В таком аспекте консюмеризм сводится не к потреблению самих вещей, но лишь опосредуемого ими содержание (например, социального статуса). Вещь становится элементом своеобразного символического конструктора: «Эта чистая ценность престижности предмета как такового, - пишет Бодрийяр, - ценность магической демонстрации, независимой от его функции, выявляется в том предельном случае (который мы охотно трактуем в качестве «дологической ментальности», тогда как дело просто в социальной логике) когда в африканской провинции сломанный телевизор, неработающий вентилятор, разбитые часы или, к примеру, автомобиль без бензина все равно могут стать престижными предметами» [2, с. 43].

Синтаксис потребительских отношений отсюда представляет собой систему адресованных высшей символической инстанции (можно назвать ее в терминах Ж. Лакана «Именем-Отца») и уверяющих ее в своей лояльности человеческих посланий. Покупая то или это, производя, потребляя, окружая себя вещами, субъект пытается завоевать удовлетворяющее его место в иерархии общественных статусов, или, хотя бы, создает алиби своей интегрированности. Вся совокупность материальных символов современного обывателя – от авторучки до автомобиля – является даже не метафорой а непосредственной данью верности системе. Обладание превращается, как о том и говорил Бодрийяр, в вид социальной службы, в удостоверение гражданина, в доказательство легитимности его социального положения [2, с. 41]. Не случайно поэтому потребление всегда носит показной характер – например, телевизор выставляется на самое видное место в комнате и включается очень часто без всякой нужды. Точнее нужда заключается в повседневной актуализации того факта, что владелец телевизора действительно включен в социальную структуру и занимает в ней место, регламентируемое шириной экрана, дороговизной, престижностью модели или характером просматриваемых в таком автономном режиме передач.
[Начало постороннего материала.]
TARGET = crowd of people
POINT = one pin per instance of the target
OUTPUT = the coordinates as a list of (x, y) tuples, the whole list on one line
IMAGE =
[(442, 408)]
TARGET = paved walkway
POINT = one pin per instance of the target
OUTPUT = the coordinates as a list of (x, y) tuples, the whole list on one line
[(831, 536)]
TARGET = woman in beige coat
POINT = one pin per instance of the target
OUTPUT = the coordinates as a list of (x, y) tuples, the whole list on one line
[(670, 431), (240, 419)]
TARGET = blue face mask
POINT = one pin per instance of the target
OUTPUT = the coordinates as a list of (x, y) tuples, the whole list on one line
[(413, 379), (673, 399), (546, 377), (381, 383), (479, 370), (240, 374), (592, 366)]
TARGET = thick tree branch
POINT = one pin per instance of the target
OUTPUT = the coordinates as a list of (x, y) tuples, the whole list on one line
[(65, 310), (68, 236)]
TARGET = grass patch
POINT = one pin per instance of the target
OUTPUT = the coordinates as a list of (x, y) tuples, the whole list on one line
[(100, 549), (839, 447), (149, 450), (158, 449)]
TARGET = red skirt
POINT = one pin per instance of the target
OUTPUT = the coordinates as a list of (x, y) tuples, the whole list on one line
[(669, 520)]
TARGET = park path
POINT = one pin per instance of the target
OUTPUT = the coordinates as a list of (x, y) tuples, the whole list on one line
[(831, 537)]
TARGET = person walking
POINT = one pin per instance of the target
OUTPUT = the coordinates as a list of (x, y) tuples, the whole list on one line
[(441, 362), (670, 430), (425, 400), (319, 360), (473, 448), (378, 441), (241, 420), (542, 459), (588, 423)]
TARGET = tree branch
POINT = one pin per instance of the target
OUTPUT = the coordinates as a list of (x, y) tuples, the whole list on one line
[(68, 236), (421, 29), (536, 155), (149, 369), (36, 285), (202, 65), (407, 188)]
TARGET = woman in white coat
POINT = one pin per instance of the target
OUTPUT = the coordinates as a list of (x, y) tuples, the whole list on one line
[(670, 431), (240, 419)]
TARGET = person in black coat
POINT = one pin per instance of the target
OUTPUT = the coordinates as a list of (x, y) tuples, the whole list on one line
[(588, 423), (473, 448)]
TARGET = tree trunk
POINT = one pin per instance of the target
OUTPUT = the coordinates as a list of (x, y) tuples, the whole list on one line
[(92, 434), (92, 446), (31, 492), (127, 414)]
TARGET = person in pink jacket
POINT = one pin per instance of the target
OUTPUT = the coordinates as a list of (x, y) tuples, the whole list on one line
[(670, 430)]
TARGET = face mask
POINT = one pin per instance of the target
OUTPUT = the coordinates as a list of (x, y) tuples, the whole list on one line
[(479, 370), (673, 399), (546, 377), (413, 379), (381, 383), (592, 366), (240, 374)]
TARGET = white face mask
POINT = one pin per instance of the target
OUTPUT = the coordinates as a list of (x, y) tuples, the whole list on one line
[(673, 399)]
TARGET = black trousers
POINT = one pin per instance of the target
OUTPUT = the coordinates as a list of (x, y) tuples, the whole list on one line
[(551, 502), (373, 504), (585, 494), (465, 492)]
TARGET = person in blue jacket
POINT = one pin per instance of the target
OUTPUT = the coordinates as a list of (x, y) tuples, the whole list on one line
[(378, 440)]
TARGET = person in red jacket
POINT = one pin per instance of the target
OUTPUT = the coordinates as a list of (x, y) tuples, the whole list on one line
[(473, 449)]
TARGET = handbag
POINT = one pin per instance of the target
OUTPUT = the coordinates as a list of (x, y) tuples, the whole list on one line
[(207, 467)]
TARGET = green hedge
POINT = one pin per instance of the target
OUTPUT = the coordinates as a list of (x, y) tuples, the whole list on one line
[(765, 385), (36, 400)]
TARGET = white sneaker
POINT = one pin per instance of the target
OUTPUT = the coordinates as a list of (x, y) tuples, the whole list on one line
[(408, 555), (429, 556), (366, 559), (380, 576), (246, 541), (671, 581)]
Передоверяя вещам и знакам функцию своего общественного признания, человек неожиданно сам становится инструментом почти автономного процесса циркуляции объектов. Так, например, государственный деятель, может свято верить, что его решение олицетворяет «волю народа», и, находясь в положении медиатора, он действительно начинает чувствовать, что сам себе не принадлежит, что поступает «объективно» (в крайнем, психопатологическом варианте это история об указующих свыше «голосах»). Это превращение субъекта в инструмент рельефно проявляется в психологии садиста, который, согласно Лакану, не стоит на позиции некоего абсолютного субъекта, но сам «играет роль объекта-инструмента, исполнителя некой радикально иной воли. Маньяк действует не ради собственного удовольствия, но ради удовольствия Другого – он находит удовольствие именно в инструментализации, в работе на удовольствие Другого» [3, с. 45]. Известный чиновничий садизм, всегда оправдываемый требованиями момента, государственным интересом и т.п. – лучше всего доказывает этот тезис Лакана. 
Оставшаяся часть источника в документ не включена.